Open New York doesn’t want office towers either, but for a different reason — it wants apartments.
The group wants the city to reduce the allowed size of commercial buildings in its plans, making mixed-income housing a more lucrative alternative.
“We think there is a risk the city is making high-density commercial buildings too attractive,” Thomas said.
Professionalizing advocacy
Coalition partners and a persuasive argument can win a policy war in New York, but resources help. To that end, Open New York is trying to close the financial chasm with groups like Berman’s. It completed its first real fundraising drive in October, banking $70,000 in cash — a paltry sum for a citywide group and less than half of Berman’s salary, but enough to start advertising for an executive director (target salary: $80,000 to $90,000). Membership dues are also in the works.
The group plans to register as a 501(c)4 social welfare organization, which allows participation in political campaigns. It sent questionnaires to 2021 candidates for mayor and other offices and in mid December issued its first endorsements, backing eight City Council contenders, including Sanchez. On Dec. 29, the group hosted a virtual Q & A with mayoral contender Kathryn Garcia.
To its detractors, Open New York remains a conundrum. Most assume it is a tentacle of the real estate lobby and motivated by principal, not principle.
“It has to be connected to developers,” said Almeida, the Gowanus activist. Berman believes that Open New York, as much as it claims to care about housing, shills for developers who would build retail space. (Berman’s preservation group does have a connection to brokers, helping them meet licensing requirements through courses about historical preservation.)
But Kathryn Wylde, president and CEO of the business organization Partnership for New York City, cautioned that people should not leap to conclusions. “Groups can represent the interests of people you wouldn’t expect,” she said, alluding to Open New York and perhaps her own entity. “That happens sometimes in New York.”
One founder of the group, Ben Carlos Thypin, does come from a real estate family.
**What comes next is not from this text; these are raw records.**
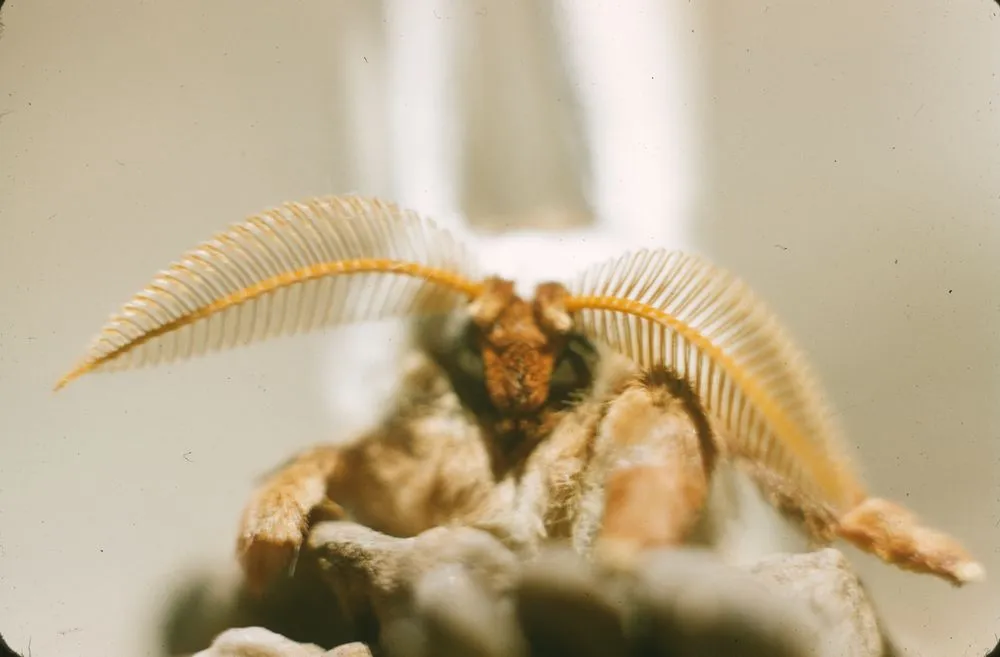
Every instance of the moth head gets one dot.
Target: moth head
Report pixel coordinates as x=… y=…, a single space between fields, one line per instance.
x=520 y=342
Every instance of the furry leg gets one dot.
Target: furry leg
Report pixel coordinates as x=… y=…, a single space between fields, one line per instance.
x=658 y=463
x=275 y=521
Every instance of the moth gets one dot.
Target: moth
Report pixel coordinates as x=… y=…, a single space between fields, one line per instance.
x=597 y=411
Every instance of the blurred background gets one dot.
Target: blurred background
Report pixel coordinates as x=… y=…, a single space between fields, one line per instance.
x=843 y=158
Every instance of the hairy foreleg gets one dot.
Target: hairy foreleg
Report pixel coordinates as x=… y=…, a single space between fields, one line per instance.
x=657 y=460
x=276 y=519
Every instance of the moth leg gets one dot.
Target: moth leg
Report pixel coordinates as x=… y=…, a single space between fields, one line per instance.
x=658 y=460
x=274 y=523
x=895 y=535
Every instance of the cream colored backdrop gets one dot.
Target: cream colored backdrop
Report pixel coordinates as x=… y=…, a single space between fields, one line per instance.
x=842 y=156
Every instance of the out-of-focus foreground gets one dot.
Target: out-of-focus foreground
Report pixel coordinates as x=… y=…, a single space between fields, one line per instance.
x=841 y=157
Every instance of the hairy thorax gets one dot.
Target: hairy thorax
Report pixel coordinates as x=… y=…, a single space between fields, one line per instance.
x=441 y=460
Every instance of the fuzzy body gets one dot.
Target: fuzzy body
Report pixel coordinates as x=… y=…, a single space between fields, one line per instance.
x=434 y=461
After the 2007 financial crash, Thypin started a distressed assets data firm and became an industrial broker. For the fledgling pro-housing group, he said, a question arose: Who would fund it?
“The easiest thing would have been for Open New York to harvest my contacts in real estate,” Thypin said. “But we decided against it.”
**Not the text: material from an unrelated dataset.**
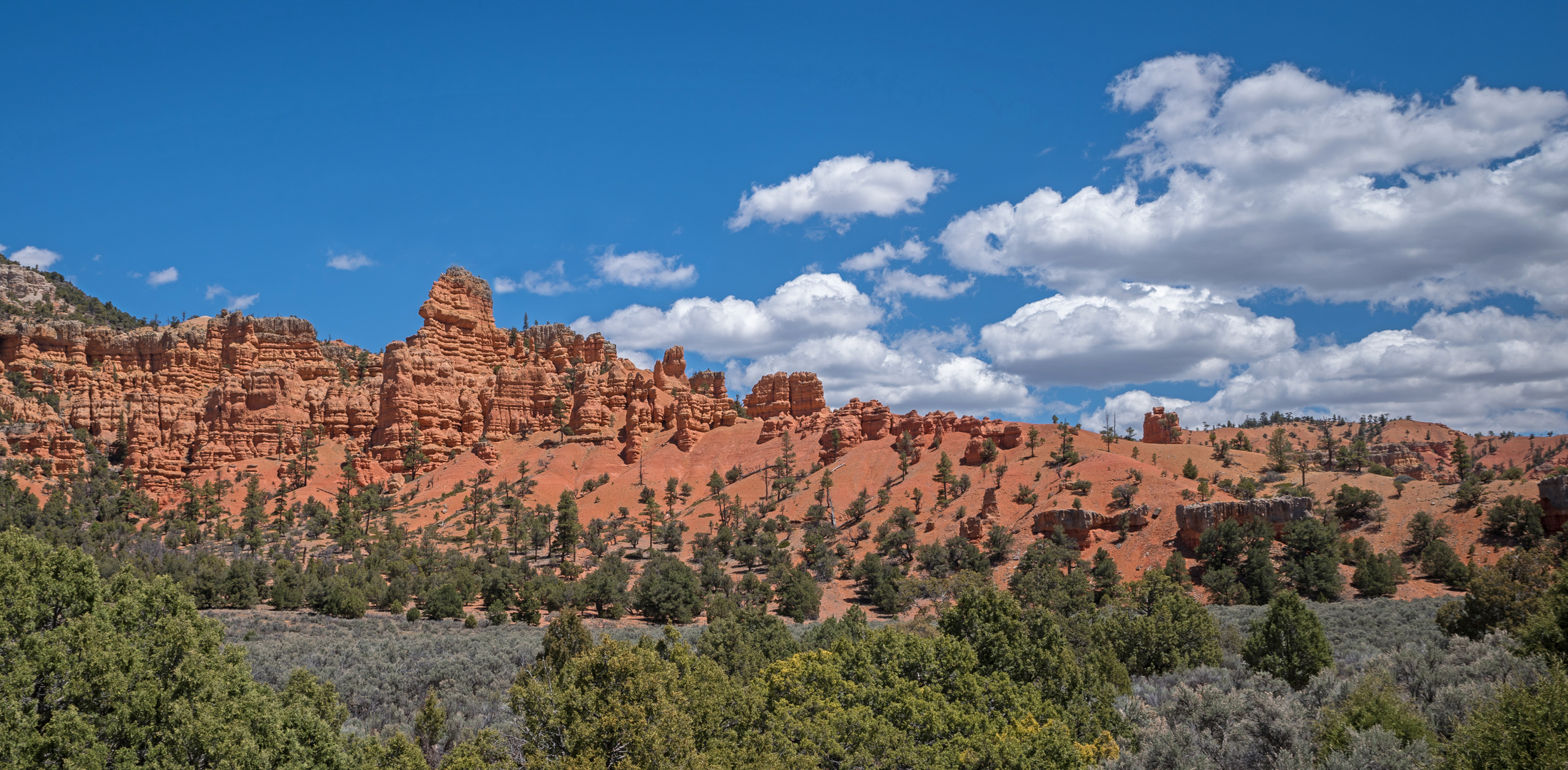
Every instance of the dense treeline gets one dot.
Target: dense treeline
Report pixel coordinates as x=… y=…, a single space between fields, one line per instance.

Thypin stepped away from the group as other leaders emerged. Today a recusal policy mitigates conflicts of interest among real estate professionals who join.
“Let’s make something very clear,” said board member Kyle Dontoh, 26. “We don’t take any money from real estate lobbyists, REBNY, or developers who are working on projects we advocate for.”
A spokesperson for the Real Estate Board of New York said it has not worked with Open New York and does not know how it operates.
Thypin said unlike Open New York, the industry is actually divided over new development. Limiting new housing increases prices, benefiting property owners and brokers. “Brokers are not the most civically engaged people,” Thypin said.
There is no apparent division in Open New York, with its resolute support for adding housing in high-opportunity areas. In addition to the Soho and Gowanus rezonings, the group has advocated for 80 Flatbush Avenue, a mixed-use skyscraper at the edge of Boerum Hill that was approved in 2018; Haven Green, a controversial senior affordable housing development in Nolita; and 250 Water Street, which would bring affordable apartments to the South Street Seaport.
Almeida calls rezoning a “neoliberal” approach, but Thomas sees it as a throttle to speed the creation of housing.
“Rezoning is a tool the city has,” said Thomas. “It’s imperfect, but we recognize it’s also very effective.”
The next nine months or so will reveal whether the same can be said for Open New York.